Double-Blinded,Placebo-Controlled,Randomized Gene Therapy Using Surgery for Vector Delivery

Abstract

T he randomized controlled clinical trial is the accepted, definitive approach to determining the safety and efficacy of experimental drugs (Uberla, 1981). Following an initial dose-ranging study to determine the maximum safe tolerable dose, the study subjects are randomly assigned to receiving, or not, the active drug. There are many approaches to randomization, but the classic design is to have some of the subjects receive a placebo, with the investigators, the physicians carrying out the trial, and the subjects blinded to who is receiving the active drug or the placebo (Schulz et al., 2010). This so-called “double-blinded, placebo-controlled, randomized” trial minimizes allocation bias of the study group, eliminates conscious or subconscious prejudice of the investigators and treating physicians, and, importantly, circumvents the “placebo effect,” a complex phenomenon where the study subject perceives a therapeutic effect from the sham treatment (Bostick et al., 2008; Finniss et al., 2010).

Although the double-blinded, placebo-controlled, randomized trial design is used in the evaluation for almost all new therapeutics, the rigor of this design has rarely been used in clinical trials assessing the safety and effectiveness of gene therapy. For some gene-therapy applications, such as the recent trial for hemophilia B (Nathwani et al., 2011), the double-blinded, placebo-controlled, randomized trial is not critical, because the phenotype (plasma factor IX activity) is simple to measure, the result is definitive, and there is no biologic reason why the phenotype would be altered by a placebo. However, for many of the disorders that gene therapy is designed to treat, the phenotype is complex, the outcome measurements have variability, and how the patient and physicians perceive the effect of the therapy may cloud the evaluation of safety and efficacy (Finniss et al., 2010).

Why has the gene-therapy field been slow to adopt the double-blinded, placebo-controlled, randomized trial design? In part, because investigators, subjects, and regulators have viewed gene therapy as different from traditional therapeutics, with theoretical concerns of germ-line gene transfer, insertional mutagenesis, recombination of viral vectors with other viruses, and, for some applications, a therapy that cannot be reversed. As a result, gene-therapy trials rarely have a placebo control, particularly a viral vector control. Further, many of the diseases to which gene therapy has been applied are untreatable, lethal disorders. When there are convincing experimental animal studies demonstrating efficacy, there is reluctance to not offer to subjects a possible curative (albeit unproven) therapy.

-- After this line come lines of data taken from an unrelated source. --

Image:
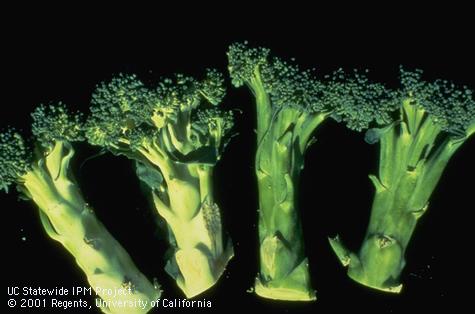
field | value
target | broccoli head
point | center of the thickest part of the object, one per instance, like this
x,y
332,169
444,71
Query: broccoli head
x,y
432,120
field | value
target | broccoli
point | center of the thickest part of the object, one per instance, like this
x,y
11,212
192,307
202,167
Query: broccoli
x,y
430,121
175,134
45,177
291,104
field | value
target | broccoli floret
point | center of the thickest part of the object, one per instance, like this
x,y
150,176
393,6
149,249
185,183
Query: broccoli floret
x,y
45,177
175,130
291,103
433,119
15,158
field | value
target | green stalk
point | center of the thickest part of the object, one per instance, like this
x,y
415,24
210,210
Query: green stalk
x,y
284,272
410,168
200,252
68,219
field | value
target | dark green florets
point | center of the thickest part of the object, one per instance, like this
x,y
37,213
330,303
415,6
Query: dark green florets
x,y
243,61
56,123
212,87
358,102
351,98
452,108
126,115
15,157
210,121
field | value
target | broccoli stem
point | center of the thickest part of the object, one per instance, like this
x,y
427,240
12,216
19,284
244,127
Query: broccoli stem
x,y
200,254
68,219
412,160
284,272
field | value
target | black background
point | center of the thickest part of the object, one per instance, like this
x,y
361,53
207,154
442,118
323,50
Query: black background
x,y
60,57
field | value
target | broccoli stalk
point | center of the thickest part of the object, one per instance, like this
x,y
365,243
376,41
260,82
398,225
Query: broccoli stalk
x,y
434,120
47,180
290,105
176,146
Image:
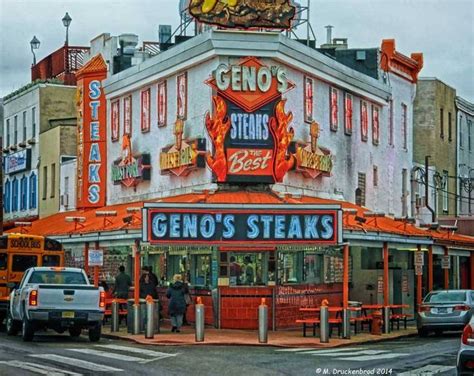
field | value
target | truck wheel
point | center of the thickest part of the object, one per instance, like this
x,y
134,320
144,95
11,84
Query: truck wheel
x,y
94,333
75,332
27,330
12,326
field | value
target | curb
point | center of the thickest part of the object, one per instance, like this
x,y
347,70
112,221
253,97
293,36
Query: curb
x,y
286,345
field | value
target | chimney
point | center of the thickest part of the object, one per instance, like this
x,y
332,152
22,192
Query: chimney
x,y
329,34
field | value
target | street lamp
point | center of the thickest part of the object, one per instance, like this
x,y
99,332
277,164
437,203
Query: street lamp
x,y
34,46
66,22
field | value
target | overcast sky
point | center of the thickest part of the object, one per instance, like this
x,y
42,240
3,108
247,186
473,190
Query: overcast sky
x,y
442,29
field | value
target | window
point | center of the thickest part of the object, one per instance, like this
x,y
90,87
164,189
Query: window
x,y
7,197
145,110
441,123
404,192
45,182
3,261
24,126
162,104
14,195
404,126
33,191
127,115
308,99
348,114
53,179
360,191
364,121
15,131
33,122
182,96
334,110
445,191
115,120
248,269
24,193
22,262
450,127
390,123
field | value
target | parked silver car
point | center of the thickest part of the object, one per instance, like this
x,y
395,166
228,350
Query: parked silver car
x,y
445,310
465,362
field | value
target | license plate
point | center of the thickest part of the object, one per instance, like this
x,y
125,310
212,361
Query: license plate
x,y
68,315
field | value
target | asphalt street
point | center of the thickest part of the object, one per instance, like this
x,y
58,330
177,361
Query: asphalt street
x,y
55,355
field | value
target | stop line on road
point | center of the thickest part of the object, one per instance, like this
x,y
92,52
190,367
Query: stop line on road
x,y
103,351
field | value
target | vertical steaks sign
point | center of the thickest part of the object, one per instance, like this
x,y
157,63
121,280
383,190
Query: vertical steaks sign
x,y
91,134
250,129
224,224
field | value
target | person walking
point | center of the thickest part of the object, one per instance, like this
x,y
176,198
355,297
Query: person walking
x,y
177,303
122,284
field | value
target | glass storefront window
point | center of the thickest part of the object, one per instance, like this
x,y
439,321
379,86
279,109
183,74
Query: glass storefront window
x,y
201,270
248,269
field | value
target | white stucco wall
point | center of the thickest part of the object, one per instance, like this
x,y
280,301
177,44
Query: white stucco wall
x,y
351,155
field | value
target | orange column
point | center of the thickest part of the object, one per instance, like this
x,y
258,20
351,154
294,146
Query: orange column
x,y
86,258
471,270
430,268
386,297
96,269
345,278
446,272
136,276
419,285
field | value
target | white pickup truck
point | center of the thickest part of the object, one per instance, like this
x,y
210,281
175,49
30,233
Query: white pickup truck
x,y
57,298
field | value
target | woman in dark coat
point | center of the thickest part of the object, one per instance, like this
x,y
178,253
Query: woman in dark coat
x,y
177,303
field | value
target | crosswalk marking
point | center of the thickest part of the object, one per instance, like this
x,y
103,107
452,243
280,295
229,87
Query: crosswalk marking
x,y
366,358
153,353
427,370
126,358
39,368
76,362
331,351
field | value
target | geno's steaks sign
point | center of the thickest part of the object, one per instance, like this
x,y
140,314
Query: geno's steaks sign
x,y
231,224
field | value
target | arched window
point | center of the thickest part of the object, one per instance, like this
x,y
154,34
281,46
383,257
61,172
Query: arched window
x,y
14,195
7,197
24,193
33,190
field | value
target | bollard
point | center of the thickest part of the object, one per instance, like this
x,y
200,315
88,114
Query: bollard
x,y
324,322
346,323
136,319
386,320
199,310
115,319
263,322
376,323
150,318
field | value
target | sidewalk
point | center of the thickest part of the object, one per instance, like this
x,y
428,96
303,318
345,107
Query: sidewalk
x,y
233,337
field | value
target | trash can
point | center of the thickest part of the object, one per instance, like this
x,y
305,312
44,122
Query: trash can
x,y
130,318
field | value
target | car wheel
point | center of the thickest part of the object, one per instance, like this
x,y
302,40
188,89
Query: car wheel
x,y
94,333
422,332
27,330
75,332
12,326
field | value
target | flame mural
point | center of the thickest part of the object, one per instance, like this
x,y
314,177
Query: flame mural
x,y
283,137
217,127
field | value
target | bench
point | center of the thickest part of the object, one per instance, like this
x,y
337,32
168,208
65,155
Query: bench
x,y
397,317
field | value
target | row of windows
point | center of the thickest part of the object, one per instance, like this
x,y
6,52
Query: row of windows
x,y
14,134
20,194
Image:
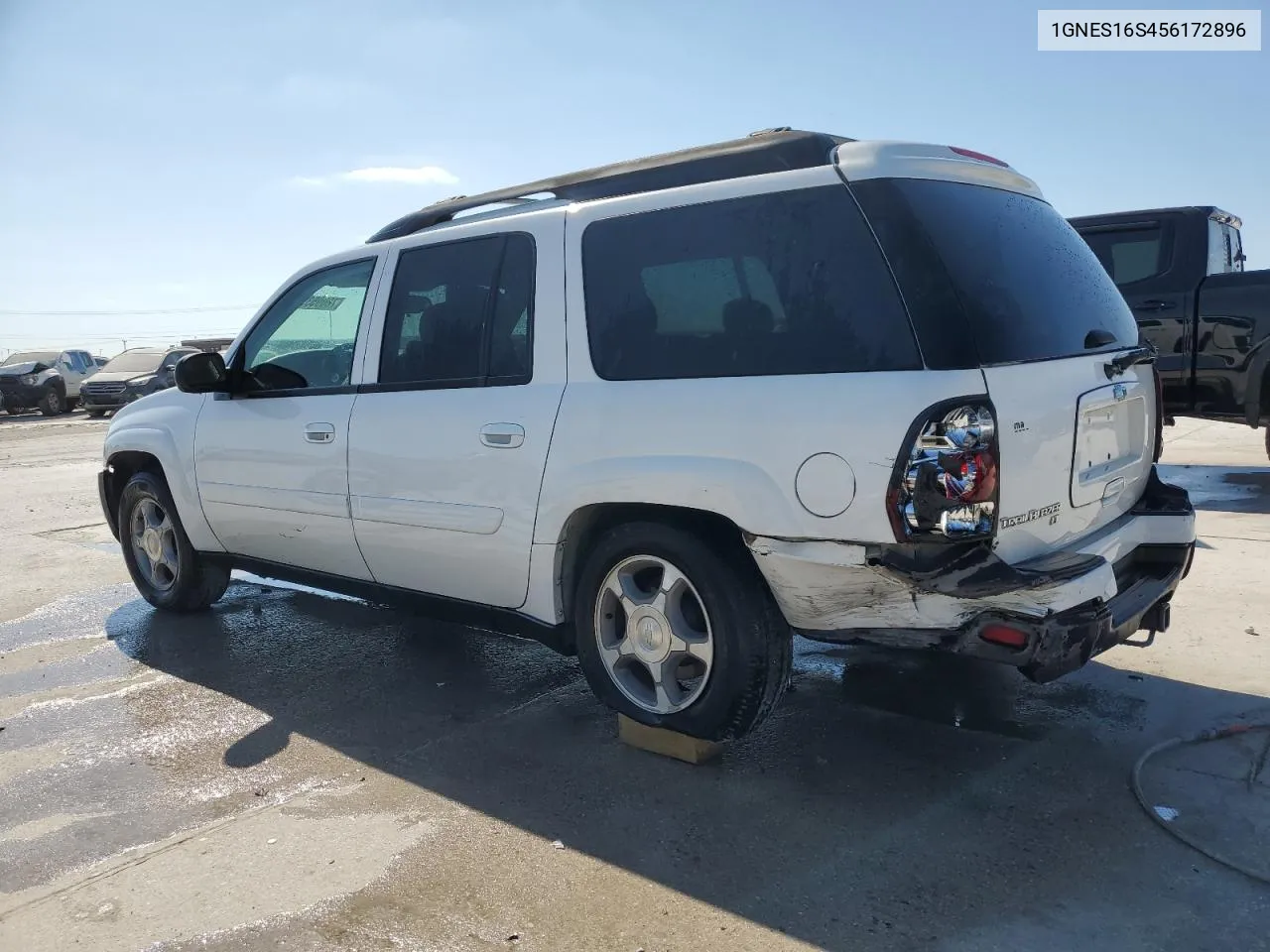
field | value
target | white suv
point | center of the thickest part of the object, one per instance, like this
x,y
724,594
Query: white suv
x,y
691,404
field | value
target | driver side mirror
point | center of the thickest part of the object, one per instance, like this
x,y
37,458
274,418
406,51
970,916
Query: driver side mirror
x,y
202,373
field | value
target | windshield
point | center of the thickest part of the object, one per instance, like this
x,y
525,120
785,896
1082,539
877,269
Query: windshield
x,y
1005,267
141,362
30,357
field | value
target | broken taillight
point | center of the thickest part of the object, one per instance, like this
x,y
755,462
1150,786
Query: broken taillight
x,y
947,485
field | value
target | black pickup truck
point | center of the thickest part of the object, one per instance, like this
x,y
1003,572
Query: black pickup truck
x,y
1182,271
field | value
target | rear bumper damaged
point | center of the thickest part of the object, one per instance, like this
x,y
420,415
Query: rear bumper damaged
x,y
1060,610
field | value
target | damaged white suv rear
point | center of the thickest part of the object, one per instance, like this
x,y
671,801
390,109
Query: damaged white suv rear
x,y
680,409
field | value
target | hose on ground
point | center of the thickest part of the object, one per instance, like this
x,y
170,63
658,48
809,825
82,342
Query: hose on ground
x,y
1213,734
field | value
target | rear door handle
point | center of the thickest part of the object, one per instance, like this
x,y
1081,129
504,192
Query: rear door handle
x,y
320,431
502,435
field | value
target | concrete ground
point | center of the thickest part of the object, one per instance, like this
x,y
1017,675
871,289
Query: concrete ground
x,y
300,772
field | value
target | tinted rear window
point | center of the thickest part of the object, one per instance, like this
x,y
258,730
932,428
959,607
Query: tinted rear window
x,y
1128,255
783,284
1005,270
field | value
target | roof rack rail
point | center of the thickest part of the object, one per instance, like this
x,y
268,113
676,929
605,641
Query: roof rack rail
x,y
779,149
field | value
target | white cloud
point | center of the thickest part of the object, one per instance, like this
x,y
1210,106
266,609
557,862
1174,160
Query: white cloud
x,y
379,175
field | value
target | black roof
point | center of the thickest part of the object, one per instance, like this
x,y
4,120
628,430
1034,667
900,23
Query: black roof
x,y
1143,214
760,153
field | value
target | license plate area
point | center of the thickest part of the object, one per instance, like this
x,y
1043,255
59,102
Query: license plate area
x,y
1110,440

Finally, many in vivo gene therapies require an invasive surgical procedure to administer the vector to the affected organ, and there is the ethical issue of carrying out a surgical procedure to administer a placebo.

One model of this tension among safety, ethics, and rigorous trial design is the application of gene therapy intended to induce therapeutic angiogenesis in the myocardium for individuals with diffuse coronary artery disease. For example, a decade ago, we carried out a cardiac gene-therapy trial using an E1⁻E3⁻ serotype 5 adenovirus (Ad) vector coding for the vascular endothelial growth factor (VEGF) 121 isoform (Rosengart et al., 1999). The AdVEGF121 vector was administered directly to the myocardium. After a safety study where the gene therapy was used as an adjunct to coronary artery bypass surgery, we carried out a trial where the AdVEGF121 vector was the sole therapy, delivered to the heart through a minithoracotomy. Using the subjects as their own control, most showed improvement in exercise tolerance testing after therapy. A subsequent trial with the same vector in a larger group of subjects (the REVASC trial) also showed efficacy (Stewart et al., 2006). But critics (appropriately) pointed out that using the patient as his or her own control or using a randomized contemporaneous untreated control group was not the same as having a rigorous blinded, placebo-controlled, randomized design. Surgery itself can be a “placebo,” as observed in the Parkinson's disease trial of embryonic dopamine neurons to the brain versus sham neurosurgery [burr holes in the skull without administration of fetal cells (Freed et al., 2001)] and the knee osteoarthritis trial of arthroscopic surgery and lavage/debridement versus sham arthroscopic surgery (Moseley et al., 2002). Further, needle sticks to the myocardium induce angiogenesis (Pelletier et al., 1998), as may the Ad per se (Harvey et al., 1999; Moldovan et al., 2000; Squadrito and De Palma, 2011). Finally, the primary variable for this type of study is exercise tolerance, a test where the performance may be influenced by what the subjects believe about their cardiac health (Zachary and Morgan, 2011).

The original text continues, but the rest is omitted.